$440 Million New York Subway Network – Incomplete, Way Over Budget, And Already Obsolete


NEW YORK, NEW YORK – The MTA’s subway information network, which currently carries information to more than 100 stations, is overbudget, not completely finished, and already technologically obsolete.

The MTA hasn’t finished a new subway communications network – and it’s already out of date.

The Metropolitan Transportation Authority started the $370 million fiberoptic, information-carrying network in 2000 and expects to finish it this year.

But technological advances and hundreds of budget-busting, time-consuming changes have pushed the project $76 million overbudget.

“Due to technology evolution and other factors, many components in this network are at or nearing their end of life,” an MTA document from October says.

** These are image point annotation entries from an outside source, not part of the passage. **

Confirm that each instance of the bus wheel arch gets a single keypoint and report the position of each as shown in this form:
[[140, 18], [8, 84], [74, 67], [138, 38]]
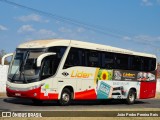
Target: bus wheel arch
[[66, 96], [132, 95]]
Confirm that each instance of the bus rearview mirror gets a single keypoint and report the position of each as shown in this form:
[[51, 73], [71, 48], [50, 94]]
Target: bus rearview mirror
[[5, 56], [41, 57]]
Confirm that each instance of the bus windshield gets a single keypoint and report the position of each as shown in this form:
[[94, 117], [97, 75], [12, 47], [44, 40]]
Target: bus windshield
[[23, 66]]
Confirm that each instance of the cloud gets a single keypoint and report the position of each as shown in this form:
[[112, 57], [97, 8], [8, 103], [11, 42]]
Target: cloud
[[150, 2], [33, 33], [26, 28], [45, 32], [147, 3], [32, 17], [64, 30], [144, 39], [80, 29], [3, 28]]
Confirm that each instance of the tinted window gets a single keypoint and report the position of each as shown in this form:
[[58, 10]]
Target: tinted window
[[108, 60], [74, 58], [122, 61], [92, 58]]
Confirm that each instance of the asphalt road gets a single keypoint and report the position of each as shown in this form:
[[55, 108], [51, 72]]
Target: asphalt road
[[17, 104]]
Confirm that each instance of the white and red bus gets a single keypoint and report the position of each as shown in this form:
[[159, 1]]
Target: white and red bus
[[67, 70]]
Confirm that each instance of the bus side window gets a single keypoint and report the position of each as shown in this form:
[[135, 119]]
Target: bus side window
[[108, 60], [48, 67], [122, 61], [93, 58], [74, 58]]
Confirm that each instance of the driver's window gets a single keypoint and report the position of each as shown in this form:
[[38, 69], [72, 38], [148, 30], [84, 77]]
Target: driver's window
[[48, 67]]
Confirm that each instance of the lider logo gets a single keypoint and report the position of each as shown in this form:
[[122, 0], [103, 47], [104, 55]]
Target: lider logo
[[128, 75], [80, 74]]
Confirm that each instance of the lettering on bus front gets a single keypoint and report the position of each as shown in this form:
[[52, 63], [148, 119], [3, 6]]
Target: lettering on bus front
[[80, 74]]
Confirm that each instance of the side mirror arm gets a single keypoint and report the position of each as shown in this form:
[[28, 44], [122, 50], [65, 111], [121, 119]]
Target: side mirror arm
[[40, 58]]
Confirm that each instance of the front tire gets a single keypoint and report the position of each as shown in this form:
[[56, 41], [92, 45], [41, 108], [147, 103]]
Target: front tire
[[37, 102], [65, 97], [131, 97]]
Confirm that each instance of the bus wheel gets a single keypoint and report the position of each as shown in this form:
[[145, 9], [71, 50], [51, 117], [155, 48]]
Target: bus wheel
[[65, 97], [131, 97], [37, 102]]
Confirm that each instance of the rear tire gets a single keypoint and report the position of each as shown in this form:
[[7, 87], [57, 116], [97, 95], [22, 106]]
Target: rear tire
[[131, 97], [65, 97]]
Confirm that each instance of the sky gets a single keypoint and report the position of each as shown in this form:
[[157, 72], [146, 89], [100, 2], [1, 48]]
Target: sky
[[128, 24]]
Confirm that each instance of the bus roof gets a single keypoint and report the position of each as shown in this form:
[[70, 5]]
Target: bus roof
[[80, 44]]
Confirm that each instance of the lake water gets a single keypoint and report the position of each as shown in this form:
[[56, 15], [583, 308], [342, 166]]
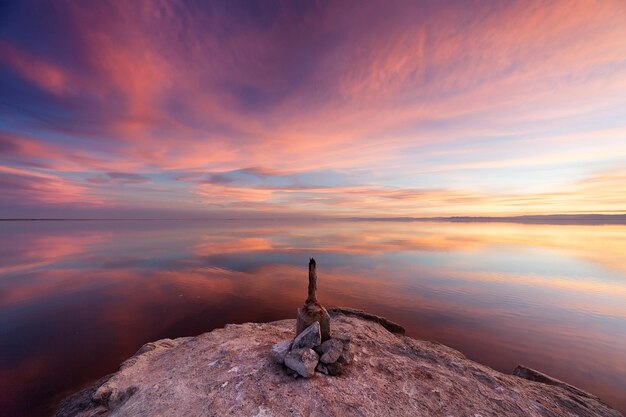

In the document, a request for information, the agency asked technology companies for advice on designing a “next-generation” communications network and fixing shortcomings with the existing one, which is up and running in much of the subway system.

The MTA on Tuesday stressed the existing network – called ATM/SONET and designed by Siemens Transit Technologies – is functioning and carrying beneficial data, like next-train arrival times, at more than 100 stations.

Still, City Councilman James Vacca (D-Bronx), chairman of the Council’s Transportation Committee, said that “the MTA needs to get its capital house in order …

“Delays don’t just add millions of dollars to projects. They also lead to products that are obsolete even before anyone hits the ‘on’ switch. That’s unacceptable.”

MTA documents say existing problems include:

* Some of the equipment no longer is being made, which could make it more difficult and costly to maintain or upgrade.

* The network may not have enough capacity for remote viewing of the growing amount of video from surveillance cameras.

“This will put a large strain on [NYC Transit’s] current network, which was not originally designed to support the video capacity needs,” the October document states.

The first phase of the communications system was to be finished in November 2006, at a cost of $112 million. It went intoeffect on the numbered lineslast August at a final cost of $148 million – four years late and $36 million overbudget, documents say.

The second phase of the project, for the lettered lines, began in 2004 and is slated for completion this year at a cost of $223 million, about $40 million higher than expected.